Its conclusions will tell us a lot about where the debate on house building is within government. The review will indicate how serious the government is about solving the shortage of homes that hurts so many people, and is rapidly transforming politics and society in England. To re-cap, the chancellor asked Sir Oliver to look at the gap between planning permissions and completions – otherwise known as ‘build out rates’ or land banking.

He said: ‘…in London alone, there are 270,000 residential planning permissions unbuilt. We need to understand why. So I am establishing an urgent review to look at the gap between planning permissions and housing starts… and if it finds that vitally needed land is being withheld from the market for commercial, rather than technical, reasons. We will intervene to change the incentives to ensure such land is brought forward for development.’

So why pay attention? Firstly, because Letwin himself is a really bright and reasonable person, and is approaching the task in an even-handed, intellectually curious way.

Secondly because (on our reading at least) rather than having a pre-determined destination, the review itself is a function of difference of opinion within government. A few years ago there was widespread deference to the major developers: they would build more homes if only dastardly council planning policy let them. There are still pockets of sympathy with this view, but government and civil service is staffed with smart people. Many have noticed that successive rounds of planning liberalisation have not led to the step change needed or hoped for, and wondered if there is something deeper afoot.

One could argue that at this point that the major developers have had a lot of what they want from government, and delivered not that much for it. Letwin’s task is to sort this dispute out; it’s a referendum on the major developers’ business model, and whether there is a problem with it or not.

As we have long argued, there definitely is a problem. Developers build slowly because they need to build at a rate which keeps house prices high. They do so not because they are evil, but because of high land values. They have to pay so much to buy the land to build on, that anything but rising house prices threatens the 15-20% profit margins they have promised shareholders. So they sit on sites and wait for prices to rise. They can do this because there is no threat or penalty that makes it not worth their while. They can’t be undercut by a competitor in the way a conventional business can.

In this sense, build out rates are just one part of a wider picture that is at the root of why housing is so expensive in England. The land market is why we build so few homes, including affordable homes, and it’s where we need to focus our efforts to sort things out.

Once you connect these dots, you start to get to the kind of solutions that will make a real difference: stronger powers of compulsory purchase, land assembly, greater powers for local authorities. Under a reformed housebuilding system, developers would still make a healthy profit – but they would be less reliant on damagingly high house prices to do so. This would not only deal with the symptom of build out rates, but the underlying drivers. These include high house prices, high land prices, and the stranglehold that a handful of players have on the house building market.

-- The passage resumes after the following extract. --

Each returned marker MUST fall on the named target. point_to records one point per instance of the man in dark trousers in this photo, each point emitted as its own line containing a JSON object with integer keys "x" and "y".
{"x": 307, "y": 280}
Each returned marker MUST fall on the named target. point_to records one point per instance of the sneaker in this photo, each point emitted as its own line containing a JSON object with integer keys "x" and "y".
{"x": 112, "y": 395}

This is the argument we will be making to the review. We’ve looked at things in depth in recent years, with the likes of KPMG and Legal & General (L&G). We’ll be producing some new research to back our case up, too. And we won’t be on our own. Organisations as politically diverse as Civitas, the Adam Smith Institute, the Institute for Public Policy Research (PPR), and the Campaign to Protect Rural England (CPRE) have all said similar things.

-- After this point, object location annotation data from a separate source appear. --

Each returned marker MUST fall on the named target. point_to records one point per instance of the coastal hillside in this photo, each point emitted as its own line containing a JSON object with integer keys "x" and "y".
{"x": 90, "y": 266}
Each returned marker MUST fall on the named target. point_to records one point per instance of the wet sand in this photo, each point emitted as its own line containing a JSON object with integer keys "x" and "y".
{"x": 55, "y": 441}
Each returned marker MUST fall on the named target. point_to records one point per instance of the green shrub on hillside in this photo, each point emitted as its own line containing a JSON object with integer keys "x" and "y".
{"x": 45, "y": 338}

Though many in the development industry agree with this analysis privately, it’s likely that publicly the leading industry bodies will take a different view. A range of things will cop the blame: tardy council officers, a brick shortage, the weather, the fortunes of the England football team, whatever: anything but the fundamentals of the industry and land market.

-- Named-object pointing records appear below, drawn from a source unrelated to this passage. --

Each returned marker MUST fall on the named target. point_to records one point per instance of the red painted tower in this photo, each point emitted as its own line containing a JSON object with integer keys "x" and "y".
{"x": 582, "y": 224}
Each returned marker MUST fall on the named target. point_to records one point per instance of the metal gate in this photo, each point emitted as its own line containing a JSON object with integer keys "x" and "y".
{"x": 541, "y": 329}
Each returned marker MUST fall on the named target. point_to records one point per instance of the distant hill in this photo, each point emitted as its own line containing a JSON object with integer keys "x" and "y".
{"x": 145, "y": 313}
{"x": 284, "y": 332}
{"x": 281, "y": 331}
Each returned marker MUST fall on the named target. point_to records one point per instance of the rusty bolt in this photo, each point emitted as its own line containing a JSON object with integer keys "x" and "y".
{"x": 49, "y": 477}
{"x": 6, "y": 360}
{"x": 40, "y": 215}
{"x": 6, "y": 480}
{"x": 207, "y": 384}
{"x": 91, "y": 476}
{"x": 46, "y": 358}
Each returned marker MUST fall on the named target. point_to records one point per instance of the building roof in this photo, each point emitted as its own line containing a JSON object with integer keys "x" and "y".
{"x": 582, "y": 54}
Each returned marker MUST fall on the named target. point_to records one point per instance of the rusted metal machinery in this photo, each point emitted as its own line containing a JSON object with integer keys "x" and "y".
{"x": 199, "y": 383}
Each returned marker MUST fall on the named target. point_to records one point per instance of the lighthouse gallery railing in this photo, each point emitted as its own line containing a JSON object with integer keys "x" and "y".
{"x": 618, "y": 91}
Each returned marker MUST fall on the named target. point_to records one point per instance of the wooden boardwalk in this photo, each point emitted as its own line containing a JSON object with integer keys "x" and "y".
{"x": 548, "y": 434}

These will be seductive targets for Sir Oliver – less controversial, lower-hanging fruit.

But it is a smaller analysis that will lead to a smaller set of solutions: a tweak to planning contracts here, a bit more resource for local authorities there. This might be fine if it would solve the problem, but, as far as we can see, it’s unlikely to.

Nevertheless, those are the two main paths open to the review, with quite different implications. In its own way, which one is chosen will tell us a lot about the scale of ambition we can expect from government in the next five years. The review’s interim report is due at the Spring Statement in March, and is likely to conclude for the Autumn Statement in November.